SHCIL will earn Rs 20.02 crore by selling 57,200 shares while IFCI will net Rs 42 crore from 1.20 crore shares.
This pegs NSE’s valuation at close to $4 billion while the valuation of its rival exchange has declined to a little less than $1 billion. Stock market players said there are few takers for BSE shares at Rs 4,500 per share or so. At the height of the market boom, Deutsche Borse had paid Rs 5,200 per share for a 5% stake in the country’s oldest stock exchange. As for NSE, its share price has risen from Rs 2,100 to Rs 3,500. The decline in the valuation of BSE is largely because it has been steadily losing market share to NSE. Futures perfect
NSE now accounts for almost the entire derivative market and 60% share of the cash market.

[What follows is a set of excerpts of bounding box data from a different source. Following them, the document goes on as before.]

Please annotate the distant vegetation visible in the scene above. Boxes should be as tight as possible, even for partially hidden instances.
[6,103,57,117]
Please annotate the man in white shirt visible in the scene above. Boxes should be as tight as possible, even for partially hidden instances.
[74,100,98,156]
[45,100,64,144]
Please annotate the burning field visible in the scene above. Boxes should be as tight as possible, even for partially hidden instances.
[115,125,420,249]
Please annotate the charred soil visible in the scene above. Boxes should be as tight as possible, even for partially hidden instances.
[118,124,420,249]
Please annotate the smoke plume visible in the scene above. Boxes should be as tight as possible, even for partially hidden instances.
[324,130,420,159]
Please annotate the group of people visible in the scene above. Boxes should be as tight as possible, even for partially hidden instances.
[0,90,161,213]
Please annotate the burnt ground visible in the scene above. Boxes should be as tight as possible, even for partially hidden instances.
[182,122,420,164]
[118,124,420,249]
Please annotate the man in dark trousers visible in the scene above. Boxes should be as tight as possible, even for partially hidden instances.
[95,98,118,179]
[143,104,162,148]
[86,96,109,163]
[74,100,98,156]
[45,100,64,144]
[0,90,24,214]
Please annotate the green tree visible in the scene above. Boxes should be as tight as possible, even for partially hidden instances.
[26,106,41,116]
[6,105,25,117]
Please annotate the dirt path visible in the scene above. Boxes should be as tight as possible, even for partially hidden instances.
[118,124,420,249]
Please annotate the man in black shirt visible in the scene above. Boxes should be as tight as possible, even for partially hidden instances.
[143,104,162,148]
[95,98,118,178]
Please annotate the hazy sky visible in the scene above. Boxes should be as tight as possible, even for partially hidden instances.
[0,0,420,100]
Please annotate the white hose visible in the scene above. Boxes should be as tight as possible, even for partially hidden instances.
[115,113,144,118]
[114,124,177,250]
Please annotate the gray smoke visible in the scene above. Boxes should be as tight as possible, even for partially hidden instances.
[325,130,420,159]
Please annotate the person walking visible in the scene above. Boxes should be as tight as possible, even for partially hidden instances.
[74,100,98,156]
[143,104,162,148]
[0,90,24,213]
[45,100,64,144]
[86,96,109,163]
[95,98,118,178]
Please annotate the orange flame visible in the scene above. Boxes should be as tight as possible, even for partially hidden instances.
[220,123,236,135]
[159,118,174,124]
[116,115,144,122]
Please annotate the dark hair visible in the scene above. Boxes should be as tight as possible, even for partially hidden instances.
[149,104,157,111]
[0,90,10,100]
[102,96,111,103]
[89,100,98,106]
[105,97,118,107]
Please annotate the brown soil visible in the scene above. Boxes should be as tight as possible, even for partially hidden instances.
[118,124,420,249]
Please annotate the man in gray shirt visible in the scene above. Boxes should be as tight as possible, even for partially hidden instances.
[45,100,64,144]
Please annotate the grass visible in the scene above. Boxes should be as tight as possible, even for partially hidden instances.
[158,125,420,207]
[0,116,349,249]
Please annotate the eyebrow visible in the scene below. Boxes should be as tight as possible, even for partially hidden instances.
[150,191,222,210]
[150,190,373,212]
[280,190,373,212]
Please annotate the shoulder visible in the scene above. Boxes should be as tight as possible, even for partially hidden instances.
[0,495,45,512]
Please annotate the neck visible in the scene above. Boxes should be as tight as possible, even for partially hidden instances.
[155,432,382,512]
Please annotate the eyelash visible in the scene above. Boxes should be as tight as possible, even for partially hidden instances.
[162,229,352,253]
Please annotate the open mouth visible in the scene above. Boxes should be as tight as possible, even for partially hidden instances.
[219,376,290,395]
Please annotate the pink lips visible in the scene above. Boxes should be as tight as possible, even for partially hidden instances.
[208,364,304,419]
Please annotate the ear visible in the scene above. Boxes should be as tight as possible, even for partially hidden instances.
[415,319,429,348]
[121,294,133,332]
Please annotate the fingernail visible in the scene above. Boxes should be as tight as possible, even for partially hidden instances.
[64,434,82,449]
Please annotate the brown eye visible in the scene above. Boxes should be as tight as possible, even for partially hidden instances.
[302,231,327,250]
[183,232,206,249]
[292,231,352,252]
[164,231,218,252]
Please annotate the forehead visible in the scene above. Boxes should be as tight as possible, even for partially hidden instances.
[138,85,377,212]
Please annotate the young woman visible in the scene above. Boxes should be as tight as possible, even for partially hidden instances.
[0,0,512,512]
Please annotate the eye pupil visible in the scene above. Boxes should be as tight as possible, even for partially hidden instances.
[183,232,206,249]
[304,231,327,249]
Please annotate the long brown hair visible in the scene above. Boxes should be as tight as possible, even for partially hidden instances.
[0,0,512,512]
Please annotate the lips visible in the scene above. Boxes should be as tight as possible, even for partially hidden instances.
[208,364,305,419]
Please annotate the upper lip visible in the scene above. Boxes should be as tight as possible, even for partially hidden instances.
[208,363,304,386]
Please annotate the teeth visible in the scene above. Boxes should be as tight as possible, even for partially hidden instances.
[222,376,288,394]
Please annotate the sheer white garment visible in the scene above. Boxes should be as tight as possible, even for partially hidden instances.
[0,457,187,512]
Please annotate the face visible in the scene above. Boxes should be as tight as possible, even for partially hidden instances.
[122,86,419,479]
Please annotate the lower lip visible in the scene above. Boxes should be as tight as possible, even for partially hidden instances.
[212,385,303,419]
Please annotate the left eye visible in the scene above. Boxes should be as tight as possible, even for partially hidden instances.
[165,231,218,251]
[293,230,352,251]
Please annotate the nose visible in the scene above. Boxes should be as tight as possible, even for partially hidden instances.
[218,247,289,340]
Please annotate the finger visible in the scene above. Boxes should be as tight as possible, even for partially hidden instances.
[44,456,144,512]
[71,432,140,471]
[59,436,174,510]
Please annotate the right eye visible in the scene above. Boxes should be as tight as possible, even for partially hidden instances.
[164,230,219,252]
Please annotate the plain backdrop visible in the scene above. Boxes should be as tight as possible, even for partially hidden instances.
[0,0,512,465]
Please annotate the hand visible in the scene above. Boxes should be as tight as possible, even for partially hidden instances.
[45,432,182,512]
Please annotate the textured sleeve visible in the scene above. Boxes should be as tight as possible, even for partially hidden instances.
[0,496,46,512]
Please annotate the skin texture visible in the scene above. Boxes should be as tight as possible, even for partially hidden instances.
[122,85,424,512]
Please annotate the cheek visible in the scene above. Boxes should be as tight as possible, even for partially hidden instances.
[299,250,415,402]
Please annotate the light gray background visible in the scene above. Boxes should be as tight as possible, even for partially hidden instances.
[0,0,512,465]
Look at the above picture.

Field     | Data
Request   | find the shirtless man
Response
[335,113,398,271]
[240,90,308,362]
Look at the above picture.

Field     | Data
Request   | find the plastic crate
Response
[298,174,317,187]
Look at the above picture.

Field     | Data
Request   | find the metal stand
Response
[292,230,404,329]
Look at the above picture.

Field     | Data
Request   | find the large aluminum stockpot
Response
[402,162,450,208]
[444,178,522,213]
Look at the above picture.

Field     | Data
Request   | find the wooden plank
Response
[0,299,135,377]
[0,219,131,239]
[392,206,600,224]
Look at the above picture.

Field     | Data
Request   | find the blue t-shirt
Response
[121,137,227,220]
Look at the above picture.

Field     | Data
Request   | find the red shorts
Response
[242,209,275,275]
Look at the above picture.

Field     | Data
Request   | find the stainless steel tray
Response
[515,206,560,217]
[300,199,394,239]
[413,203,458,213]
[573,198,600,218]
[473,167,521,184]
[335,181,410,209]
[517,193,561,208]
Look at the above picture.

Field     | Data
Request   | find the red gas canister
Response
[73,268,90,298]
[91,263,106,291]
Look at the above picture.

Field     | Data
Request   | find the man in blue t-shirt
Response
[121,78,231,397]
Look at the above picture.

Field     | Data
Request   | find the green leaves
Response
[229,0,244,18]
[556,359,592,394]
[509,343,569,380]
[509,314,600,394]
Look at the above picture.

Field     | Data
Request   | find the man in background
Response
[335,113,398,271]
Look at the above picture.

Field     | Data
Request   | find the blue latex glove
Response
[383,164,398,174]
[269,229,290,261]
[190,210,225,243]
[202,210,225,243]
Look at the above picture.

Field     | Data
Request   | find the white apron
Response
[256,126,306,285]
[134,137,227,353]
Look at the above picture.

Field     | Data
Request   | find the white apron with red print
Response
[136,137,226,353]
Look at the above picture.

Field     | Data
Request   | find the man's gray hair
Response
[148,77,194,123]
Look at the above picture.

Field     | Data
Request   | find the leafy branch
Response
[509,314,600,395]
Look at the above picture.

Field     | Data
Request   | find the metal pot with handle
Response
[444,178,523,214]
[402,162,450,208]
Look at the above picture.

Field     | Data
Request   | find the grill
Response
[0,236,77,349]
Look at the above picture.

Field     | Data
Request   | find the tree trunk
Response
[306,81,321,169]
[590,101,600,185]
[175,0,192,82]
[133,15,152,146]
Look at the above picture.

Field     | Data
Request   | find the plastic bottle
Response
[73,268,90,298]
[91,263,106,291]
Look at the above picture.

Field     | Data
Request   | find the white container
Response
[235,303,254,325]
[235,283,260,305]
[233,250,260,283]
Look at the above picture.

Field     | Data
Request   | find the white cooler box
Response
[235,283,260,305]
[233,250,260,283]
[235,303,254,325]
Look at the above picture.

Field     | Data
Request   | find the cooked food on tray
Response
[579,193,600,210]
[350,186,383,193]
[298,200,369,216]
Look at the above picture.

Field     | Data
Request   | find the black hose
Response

Confirming the development, IFCI chief executive and managing director Atul Kumar Rai said the share sale is aimed at bringing down its shareholding in NSE to 5% as mandated by capital market regulator Sebi. Senior SHCIL officials said they are looking at selling their stake, but declined to provide more details. SHCIL has a 7.11% stake in NSE. Officials in financial institutions said even after the sale of 52,000 shares, SHCIL will continue to hold much higher than 5% in NSE.
The sale of shares by the two entities is close to the September 2008 deadline set by Sebi on single shareholder limit. Sebi has said no single shareholder can hold more than 5% stake in an exchange.
At the end of March 31, 2008, LIC, State Bank of India, Infrastructure Development Finance Corporation and SHCIL held more than 5% in NSE. In July, SBI had appointed SBI Caps for selling its excess shares in the bourse.
In January 2007, IFCI, ICICI Bank, GIC, IL&FS and PNB divested their holdings aggregating 20% in NSE to NYSE Group, Goldman Sachs, General Atlantic and Softbank Asian Infrastructure Fund. The shares were sold in the band of Rs 2,250-2,500, which pegged the valuation of NSE at $2.30-2.50 billion.